Lo que la universidad contemporánea enfrenta hoy es un reto particularmente interesante pues, en esta
ocasión, los elementos de la crítica no parecen provenir del exterior de la institución misma sino que
surgen del propio sentido de su labor intelectual. Las batallas por una política democrática, por el
reconocimiento de las diferencias raciales, sexuales y culturales son apenas ejemplos mínimos que
presuponen un cambio de marcha en cuanto al valor y alcance de la investigación científica. Un caso
particularmente difícil para el currículo universitario contemporáneo se encarna en la dura discusión sobre
el sentido de la educación a partir de los clásicos: ¿clásicos para quién?, ¿clásicos para qué grupo, para
qué objetivo, con qué intención? No resulta fácil dar respuesta a estas preguntas y a muchas otras que
parecen cuestionar la existencia misma de la universidad. Dos respuestas de pensadores posmodernos
podrían ayudarnos a pensar que la salida a la dura crisis actual se encuentra en una concepción nueva de
las relaciones del hombre con el mundo: de un lado, Nietzsche nos convoca a pensar que la objetividad y
la verdad no son más que escapatorias a nuestra condición de seres humanos finitos y aislados, pero que
si asumiésemos con plena conciencia esta soledad de los seres humanos, encontraríamos mejores
posibilidades de autorrealización; de otro lado, el filósofo norteamericano Richard Rorty nos invita a
abandonar la objetividad y a cambiarla por la solidaridad, en los siguientes términos: (¿solidaridad u
objetividad?)

Si alguna vez pudiésemos estar motivados únicamente por el deseo de solidaridad, dejando sin más de
lado el deseo de objetividad, concebiríamos que el progreso humano hace posible que los seres humanos
hagan cosas más interesantes y sean personas más interesantes, y no como el movimiento hacia un lugar
que de algún modo ha sido preparado para la humanidad de antemano. Nuestra autoimagen utilizaría
imágenes de realizar en vez de encontrar, las imágenes utilizadas por los románticos para elogiar a los
poetas más que las imágenes utilizadas por los griegos para elogiar a los matemáticos.
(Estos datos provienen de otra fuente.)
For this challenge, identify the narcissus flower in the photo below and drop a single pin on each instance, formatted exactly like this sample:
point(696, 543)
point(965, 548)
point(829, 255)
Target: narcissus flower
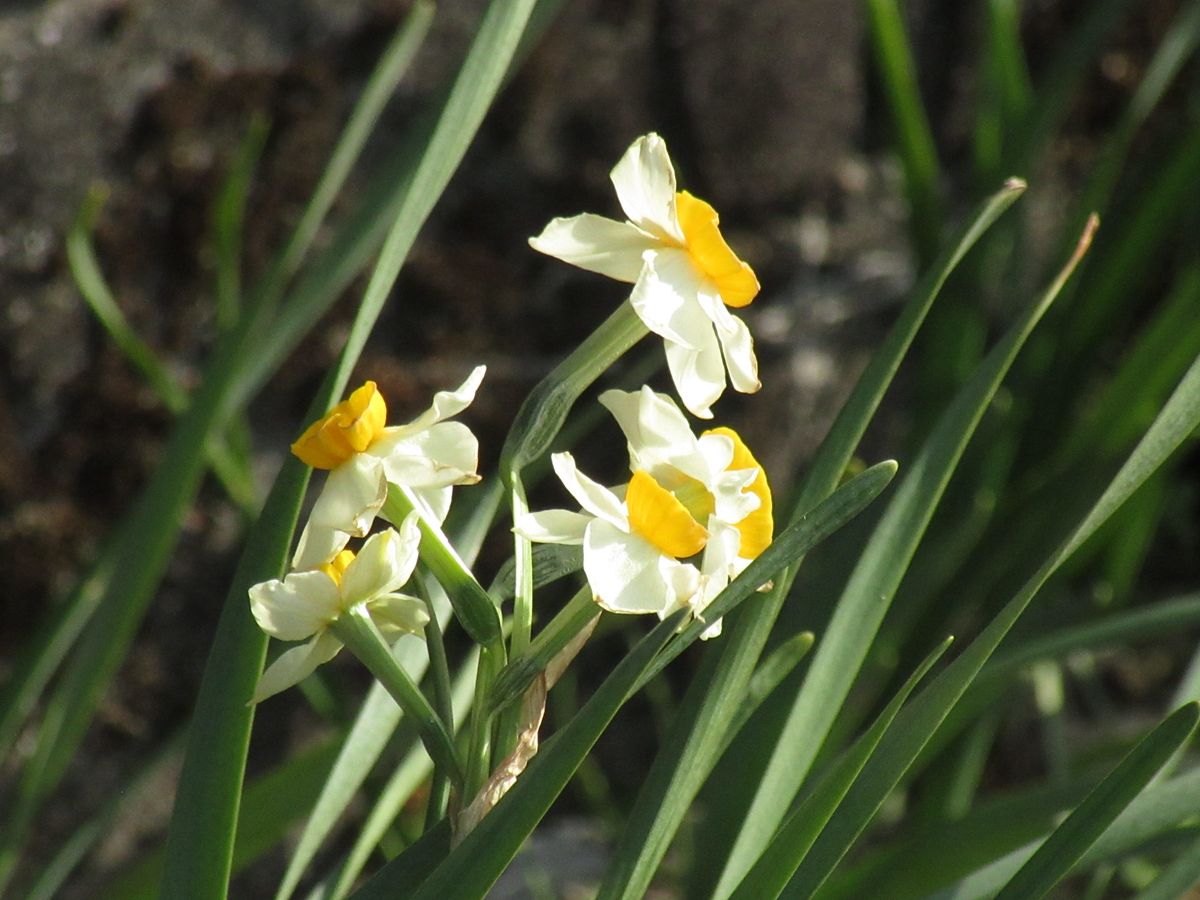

Que la universidad contemporánea pueda o no adecuarse a este modo de entender la verdad y la cultura,
con todas sus consecuencias, es asunto que sólo el tiempo y la voluntad de los hombres decidirán. De lo
que sí podemos estar seguros es de que nunca la institución universitaria podrá desligarse del sentido de
la verdad que la sociedad determine como una de sus estructuras fundamentales.